An old joke tells of a man sending a telegram to his brother inviting him to his son’s wedding. Initially he writes this message:

Dear brother,
You are invited to my son’s wedding, two weeks from now.
Looking forward to meeting you.
Your brother.

After learning the price of each word he reasons that Dear brother is redundant since his brother is going to be getting the message by hand, and he already knows how much he loves him. The words you are invited are also redundant, since it is obvious that once there is a wedding his brother is invited, similarly Looking forward to meeting you can be deleted. The words my son’s are also redundant because it wouldn’t make sense to report another man’s wedding, and so the man ended up with the shorter telegram:

wedding in two weeks
which exactly captures the information he wanted to transfer to his brother.

Given a message, in information theory we try to assess how many bits are needed to encode this message, or in other words given an encoded message how many bits are redundant and can be deleted. To do that we first need to quantify the amount of data encoded in a message of n bits. In information theory this is referred to as entropy. The higher the entropy the more data is encapsulated in those bits (therefore fewer bits are redundant). Given a message M = (m_1, m_2, ..., m_n) of n symbols over an alphabet \sigma = {\sigma_1, \sigma_2, ..., \sigma_s}, of s letters the entropy is given by this formula:

Entropy(M) = - \sum_{i=1}^s Pr(\sigma_i)\log Pr(\sigma_i),

where Pr(\sigma_i)is the probability of an arbitrary letter in M to be \sigma_i. In the simple case, Pr(\sigma_i)=\frac{number\;of\;times\;\sigma_i\;appears\;in\;M}{n}.

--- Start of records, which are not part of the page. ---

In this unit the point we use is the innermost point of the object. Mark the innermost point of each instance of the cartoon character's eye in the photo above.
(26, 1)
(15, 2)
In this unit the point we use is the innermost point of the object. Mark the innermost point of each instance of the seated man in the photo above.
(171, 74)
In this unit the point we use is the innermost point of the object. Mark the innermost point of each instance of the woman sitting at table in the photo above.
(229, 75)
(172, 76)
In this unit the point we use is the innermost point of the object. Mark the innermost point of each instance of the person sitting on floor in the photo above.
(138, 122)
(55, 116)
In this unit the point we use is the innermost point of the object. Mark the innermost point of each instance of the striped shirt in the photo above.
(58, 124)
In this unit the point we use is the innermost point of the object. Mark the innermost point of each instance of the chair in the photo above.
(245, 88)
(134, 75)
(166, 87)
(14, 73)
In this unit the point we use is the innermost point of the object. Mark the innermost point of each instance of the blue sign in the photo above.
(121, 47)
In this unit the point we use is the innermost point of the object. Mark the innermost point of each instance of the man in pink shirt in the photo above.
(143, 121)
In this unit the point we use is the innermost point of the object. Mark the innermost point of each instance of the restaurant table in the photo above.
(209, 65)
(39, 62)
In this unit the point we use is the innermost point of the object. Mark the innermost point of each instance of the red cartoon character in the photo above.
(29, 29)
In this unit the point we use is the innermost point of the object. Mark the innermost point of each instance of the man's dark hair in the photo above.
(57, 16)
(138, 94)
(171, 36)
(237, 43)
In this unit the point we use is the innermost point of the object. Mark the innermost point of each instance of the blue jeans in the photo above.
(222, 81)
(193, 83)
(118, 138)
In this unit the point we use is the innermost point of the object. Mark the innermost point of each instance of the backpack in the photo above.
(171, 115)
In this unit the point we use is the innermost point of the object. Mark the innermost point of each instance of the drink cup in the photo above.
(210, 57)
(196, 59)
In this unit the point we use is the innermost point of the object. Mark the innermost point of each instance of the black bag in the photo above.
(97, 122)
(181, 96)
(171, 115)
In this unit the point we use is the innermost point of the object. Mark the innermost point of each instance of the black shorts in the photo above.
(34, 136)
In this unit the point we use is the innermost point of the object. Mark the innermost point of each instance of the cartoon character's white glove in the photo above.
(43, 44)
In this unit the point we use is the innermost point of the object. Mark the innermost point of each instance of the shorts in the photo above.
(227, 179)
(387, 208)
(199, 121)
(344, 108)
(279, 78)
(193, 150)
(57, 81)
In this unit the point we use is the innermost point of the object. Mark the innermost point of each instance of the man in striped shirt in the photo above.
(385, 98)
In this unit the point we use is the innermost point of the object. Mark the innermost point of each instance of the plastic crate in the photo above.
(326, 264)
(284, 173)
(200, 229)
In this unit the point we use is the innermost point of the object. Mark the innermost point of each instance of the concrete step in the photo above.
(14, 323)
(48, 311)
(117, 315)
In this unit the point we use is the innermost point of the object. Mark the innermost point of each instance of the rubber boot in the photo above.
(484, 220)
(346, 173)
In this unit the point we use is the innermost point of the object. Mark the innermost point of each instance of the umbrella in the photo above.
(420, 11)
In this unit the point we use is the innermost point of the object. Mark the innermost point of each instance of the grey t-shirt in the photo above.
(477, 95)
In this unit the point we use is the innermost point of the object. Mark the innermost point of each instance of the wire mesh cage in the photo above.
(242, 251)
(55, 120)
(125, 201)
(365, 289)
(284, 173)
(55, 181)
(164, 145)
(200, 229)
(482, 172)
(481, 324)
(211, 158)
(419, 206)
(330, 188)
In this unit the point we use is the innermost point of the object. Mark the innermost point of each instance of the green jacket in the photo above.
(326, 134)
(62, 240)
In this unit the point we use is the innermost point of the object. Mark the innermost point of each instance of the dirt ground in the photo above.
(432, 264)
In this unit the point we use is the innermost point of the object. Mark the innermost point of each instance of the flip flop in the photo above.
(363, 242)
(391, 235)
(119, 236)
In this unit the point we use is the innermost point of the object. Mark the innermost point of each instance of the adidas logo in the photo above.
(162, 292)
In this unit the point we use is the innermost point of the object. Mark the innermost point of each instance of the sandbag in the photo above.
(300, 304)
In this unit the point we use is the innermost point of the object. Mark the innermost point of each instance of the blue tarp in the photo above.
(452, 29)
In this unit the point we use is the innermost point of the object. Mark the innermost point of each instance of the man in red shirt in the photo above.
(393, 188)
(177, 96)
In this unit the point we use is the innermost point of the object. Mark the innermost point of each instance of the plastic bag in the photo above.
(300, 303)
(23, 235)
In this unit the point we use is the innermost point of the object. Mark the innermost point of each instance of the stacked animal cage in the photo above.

As can be easily seen the higher the entropy is the more random the message seems (i.e. There are less patterns in it), on the other hand, the message aaaaaaaaaa….aa has entropy 0 (remember that \lim_{x \rightarrow 0} x\log x = 0. For compression, we want to re-encode a message (with fewer bits) such that its entropy increases. In encryption (the other end of the spectrum), on the other hand, we want to re-encode a message (with the same number of bits) such that its entropy increases.

The joke we opened with goes on, as the man decides to delete the word wedding (because what other reason is there to be sending a telegram in the first place), and the words in two weeks (which is the appropriate time prior a wedding to be sending invitations), and so he returns home without sending any telegram at all.